Graham, according to his 2015 memoir, grew up in a segregated establishment called the “Sanitary Café,” sleeping in a room behind the bar, “sharing a bathroom with patrons who worked down the street at a nearby mill plant [. . . ] [taking] baths with water heated up on the stove.” Despite the privation, he seems to have fond memories of his younger years, considering the regulars at the bar “his extended family.” In school he was a mediocre student and athlete but, according to the memoir, scored an 800 on the SAT.
He seems, unlike the two Donalds, to have had a positive relationship with his parents, who died within a year of each other when he was 21 and 22, leaving Lindsey as the guardian of his 13-year-old sister, whom he looked after with love and attention. Although he’s never successfully cultivated a long-term romantic relationship, Graham has imagined to achieve, at least resume-wise, a life of admirable achievement.

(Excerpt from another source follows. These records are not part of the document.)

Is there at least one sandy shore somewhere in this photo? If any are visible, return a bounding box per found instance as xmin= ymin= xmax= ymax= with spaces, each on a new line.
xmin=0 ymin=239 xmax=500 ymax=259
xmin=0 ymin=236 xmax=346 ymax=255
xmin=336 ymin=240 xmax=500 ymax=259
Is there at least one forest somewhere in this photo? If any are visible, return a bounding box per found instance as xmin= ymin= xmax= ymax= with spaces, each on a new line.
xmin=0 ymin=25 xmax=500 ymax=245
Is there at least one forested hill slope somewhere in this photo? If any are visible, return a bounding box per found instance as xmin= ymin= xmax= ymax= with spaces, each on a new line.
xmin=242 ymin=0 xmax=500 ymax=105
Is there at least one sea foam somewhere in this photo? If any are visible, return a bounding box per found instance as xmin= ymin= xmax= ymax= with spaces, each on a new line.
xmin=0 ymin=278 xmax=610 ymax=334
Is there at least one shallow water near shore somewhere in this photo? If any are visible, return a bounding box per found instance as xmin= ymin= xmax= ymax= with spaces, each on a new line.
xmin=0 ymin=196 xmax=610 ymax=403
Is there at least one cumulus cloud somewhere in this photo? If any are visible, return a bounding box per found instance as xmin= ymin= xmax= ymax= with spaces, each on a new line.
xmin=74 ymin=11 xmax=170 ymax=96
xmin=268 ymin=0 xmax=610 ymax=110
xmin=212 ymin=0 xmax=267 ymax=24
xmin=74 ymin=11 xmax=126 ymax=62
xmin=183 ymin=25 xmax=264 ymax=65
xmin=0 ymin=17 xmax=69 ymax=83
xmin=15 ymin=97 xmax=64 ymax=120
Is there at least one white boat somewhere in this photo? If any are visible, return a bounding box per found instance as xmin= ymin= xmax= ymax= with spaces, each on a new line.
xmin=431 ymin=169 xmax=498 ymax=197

Perhaps Graham, having lost his father at a relatively early age, has sought the friendship of powerful older men, first McCain 19 years Graham’s senior and then Trump, 9 years his senior, but I doubt it.
Maybe he’s being blackmailed by Trump.
Or maybe he has only himself to blame. Like so many politicians, he seems to lack the ability to self-scrutinize, to apologize for shortcomings, to rein in his arrogance.
Whatever the case, “The evil that men do lives after them./ The good is oft interred with their bones.” What profit a man, etc.
 [TRIGGER WARNING! Don’t read this footnote if you possess a delicate sensibility] Peewee: “Next thing I knew, they [Pee Wee and Marsh’s stepfathers] was dragging Marsh and me to the barn. They stripped Marsh first — roped his ankles together and threw rope over a joist and strung him-up upside down, then his mama commenced to paddling him with a pine slat. Soon his ass was bleeding, and then she told his step daddy to whup him with his belt [. . .] Then it was my turn to be strung up naked. I felt the pine board splitting my butt; then my step-daddy (sic) stropped me with his belt like I hadn’t never been stropped before.
 Alas, I can’t claim these witticisms as my own. I copped the Animal House analogy from my friend Jake Williams and “Beer Belly Putsch” from my friend and former student Alex Werrell.
 If you recall, Graham, seeking Trumpian approval, called for Congressional investigations into Hunter Biden.